The opinion of the court was delivered by
Schoonover, J.:This action was brought by the plaintiff in error in the district court of Greeley county, on two school-district warrants issued by the defendant school district on October 1, 1891, payable to W. G. Shaffer, the plaintiff, in one year from date, in the sum of $700 and $50, respectively. The petition alleged the incorporation of the district, the due and re'gular issuing of the warrants by the officers of the district, and that the issue of the warrants was afterwards ratified by a school-district meeting, and that plaintiff was the owner and holder of the warrants, a copy of them being set out as a part of the petition. The defendant demurred to the petition and the demurrer was overruled. At the July term, 1895, of court, and before the issues were made up, the plaintiff, by leave *752of court, amended his petition by filing a supplemental petition setting up the passage of an act of the legislature of 1895, entitled “An act legalizing the issue of certain school warrants therein named,” being chapter 356 of the Laws of 1895, which act of the legislature was passed after the commencement of the suit. To that supplemental petition the defendant demurred, and the demurrer was sustained by the court.
The principal question in the case is, Did the trial court err in sustaining a demurrer to the supplemental petition, showing the passage of an act of the legislature legalizing the issue of the warrants sued on? The title of the act in question is : “An act legalizing the issue of certain school wai’rants therein named.” The act says, “ and said warrants are made legal and valid claims against said school district.” The school district had no power to issue the warrants. The legislature had the right to give it that power. Then, if there was an equitable obligation on the school district to pay these warrants, the legislature could pass an act legalizing them and making them valid claims against the'school district. That is, it could put the school district in such a position that it could not plead ultra vires and avoid the warrants on the technical ground that it had no authority to issue them, when in fact it realized a benefit from the money for which they were issued. This act simply puts the school district in the same position that it would have been in had it been able to issue the warrants when it did so. They are legal on their face, in that the law may be read into them, and people looking at them can say they are prima facie legal, because the school district had the authority to issue warrants for this purpose.

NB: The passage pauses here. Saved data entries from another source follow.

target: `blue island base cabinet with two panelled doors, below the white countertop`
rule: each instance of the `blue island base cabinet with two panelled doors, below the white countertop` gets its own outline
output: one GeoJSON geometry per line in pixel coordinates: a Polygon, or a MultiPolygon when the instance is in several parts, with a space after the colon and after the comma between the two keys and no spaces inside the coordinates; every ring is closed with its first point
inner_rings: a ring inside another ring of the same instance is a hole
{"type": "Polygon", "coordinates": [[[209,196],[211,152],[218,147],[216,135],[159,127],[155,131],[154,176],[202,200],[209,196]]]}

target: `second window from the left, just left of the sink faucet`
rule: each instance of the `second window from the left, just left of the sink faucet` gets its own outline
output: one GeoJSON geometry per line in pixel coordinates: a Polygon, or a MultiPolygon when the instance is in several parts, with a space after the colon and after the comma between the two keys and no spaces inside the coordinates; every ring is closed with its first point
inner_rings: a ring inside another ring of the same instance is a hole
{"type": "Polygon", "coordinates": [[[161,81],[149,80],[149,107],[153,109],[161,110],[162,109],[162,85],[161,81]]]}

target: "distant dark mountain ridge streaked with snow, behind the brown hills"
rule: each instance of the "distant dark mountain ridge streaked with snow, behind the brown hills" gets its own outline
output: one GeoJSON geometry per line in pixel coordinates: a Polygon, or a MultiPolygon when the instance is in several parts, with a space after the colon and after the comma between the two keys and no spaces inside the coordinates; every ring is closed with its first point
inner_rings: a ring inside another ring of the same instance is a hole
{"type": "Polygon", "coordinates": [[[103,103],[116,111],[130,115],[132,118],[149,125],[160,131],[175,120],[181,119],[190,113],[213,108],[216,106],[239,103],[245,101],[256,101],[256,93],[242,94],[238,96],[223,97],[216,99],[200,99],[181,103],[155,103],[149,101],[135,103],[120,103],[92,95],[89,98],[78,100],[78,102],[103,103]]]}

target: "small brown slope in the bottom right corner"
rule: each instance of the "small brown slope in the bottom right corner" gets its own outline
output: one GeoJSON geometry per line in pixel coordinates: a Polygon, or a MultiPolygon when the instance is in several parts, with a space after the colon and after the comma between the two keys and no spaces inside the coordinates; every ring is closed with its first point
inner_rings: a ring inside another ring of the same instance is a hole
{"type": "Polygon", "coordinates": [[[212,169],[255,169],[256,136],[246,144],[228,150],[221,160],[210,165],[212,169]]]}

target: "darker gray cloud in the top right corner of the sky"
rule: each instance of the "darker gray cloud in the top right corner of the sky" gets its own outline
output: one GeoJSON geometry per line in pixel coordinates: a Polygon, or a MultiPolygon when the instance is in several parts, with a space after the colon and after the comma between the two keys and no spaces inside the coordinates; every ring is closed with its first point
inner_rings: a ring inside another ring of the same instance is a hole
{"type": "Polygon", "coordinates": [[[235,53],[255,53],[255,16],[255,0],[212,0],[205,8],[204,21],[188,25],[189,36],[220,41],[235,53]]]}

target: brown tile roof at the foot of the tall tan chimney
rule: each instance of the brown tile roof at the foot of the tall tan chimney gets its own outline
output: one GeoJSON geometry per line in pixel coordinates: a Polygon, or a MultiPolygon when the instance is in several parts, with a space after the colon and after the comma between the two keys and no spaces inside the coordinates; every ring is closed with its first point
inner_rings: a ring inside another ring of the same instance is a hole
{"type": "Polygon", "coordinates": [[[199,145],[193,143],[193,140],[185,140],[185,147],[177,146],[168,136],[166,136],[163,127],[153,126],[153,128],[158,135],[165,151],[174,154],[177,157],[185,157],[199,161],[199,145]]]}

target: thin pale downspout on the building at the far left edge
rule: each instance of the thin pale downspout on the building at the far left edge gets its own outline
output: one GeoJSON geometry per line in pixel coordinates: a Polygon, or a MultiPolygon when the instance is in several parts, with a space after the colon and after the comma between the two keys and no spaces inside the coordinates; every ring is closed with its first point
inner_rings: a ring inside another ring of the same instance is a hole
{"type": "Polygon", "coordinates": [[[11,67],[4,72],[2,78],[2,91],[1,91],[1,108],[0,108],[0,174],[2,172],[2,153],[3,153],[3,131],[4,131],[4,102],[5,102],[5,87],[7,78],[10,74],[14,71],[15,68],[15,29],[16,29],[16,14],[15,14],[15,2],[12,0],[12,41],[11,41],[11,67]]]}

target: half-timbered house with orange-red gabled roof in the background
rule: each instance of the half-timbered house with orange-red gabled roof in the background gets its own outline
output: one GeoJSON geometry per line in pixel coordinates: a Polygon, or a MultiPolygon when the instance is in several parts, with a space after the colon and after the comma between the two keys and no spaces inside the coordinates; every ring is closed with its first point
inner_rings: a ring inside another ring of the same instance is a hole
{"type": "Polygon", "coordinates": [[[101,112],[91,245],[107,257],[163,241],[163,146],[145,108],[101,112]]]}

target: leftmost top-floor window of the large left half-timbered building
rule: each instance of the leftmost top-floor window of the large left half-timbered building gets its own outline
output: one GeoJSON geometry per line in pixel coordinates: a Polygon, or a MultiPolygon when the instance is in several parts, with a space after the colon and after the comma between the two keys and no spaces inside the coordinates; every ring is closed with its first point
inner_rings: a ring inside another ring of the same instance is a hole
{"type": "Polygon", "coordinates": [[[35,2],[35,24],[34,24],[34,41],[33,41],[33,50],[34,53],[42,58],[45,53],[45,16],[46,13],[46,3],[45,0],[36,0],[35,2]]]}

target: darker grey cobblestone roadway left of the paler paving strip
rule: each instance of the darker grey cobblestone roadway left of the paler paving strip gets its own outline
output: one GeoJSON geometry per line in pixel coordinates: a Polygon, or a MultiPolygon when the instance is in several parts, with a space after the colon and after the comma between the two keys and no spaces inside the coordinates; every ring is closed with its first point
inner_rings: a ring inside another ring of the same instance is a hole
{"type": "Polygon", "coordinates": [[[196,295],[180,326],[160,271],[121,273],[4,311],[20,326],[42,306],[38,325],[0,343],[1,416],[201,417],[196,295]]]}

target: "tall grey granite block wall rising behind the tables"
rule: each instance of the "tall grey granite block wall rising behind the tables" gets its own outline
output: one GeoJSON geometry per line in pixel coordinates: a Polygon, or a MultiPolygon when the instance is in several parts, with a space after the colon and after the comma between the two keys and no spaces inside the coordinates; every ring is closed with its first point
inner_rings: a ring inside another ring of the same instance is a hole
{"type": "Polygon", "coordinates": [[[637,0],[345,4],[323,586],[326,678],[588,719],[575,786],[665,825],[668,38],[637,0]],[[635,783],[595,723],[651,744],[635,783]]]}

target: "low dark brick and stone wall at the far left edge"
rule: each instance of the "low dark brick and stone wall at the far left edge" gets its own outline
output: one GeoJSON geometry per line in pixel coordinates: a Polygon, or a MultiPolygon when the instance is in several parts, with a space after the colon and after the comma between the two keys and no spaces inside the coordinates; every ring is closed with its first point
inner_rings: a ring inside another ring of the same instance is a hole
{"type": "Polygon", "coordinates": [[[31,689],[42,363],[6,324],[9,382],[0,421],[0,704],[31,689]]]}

*753The passage of the act legalizing the issue of the warrants sued on is a fact material to the case, arising since the filing of the original petition, and on notice, and 'on such terms as the trial court might prescribe, it was proper so to allege in a supplemental petition. The demurrer to the supplemental petition should not have been sustained. The plaintiff should have a trial on the warrants the same as if the school district had the authority to issue them, subject to all legal defenses.'
Numerous errors are assigned, but for the reasons given the judgment of the district court will be reversed.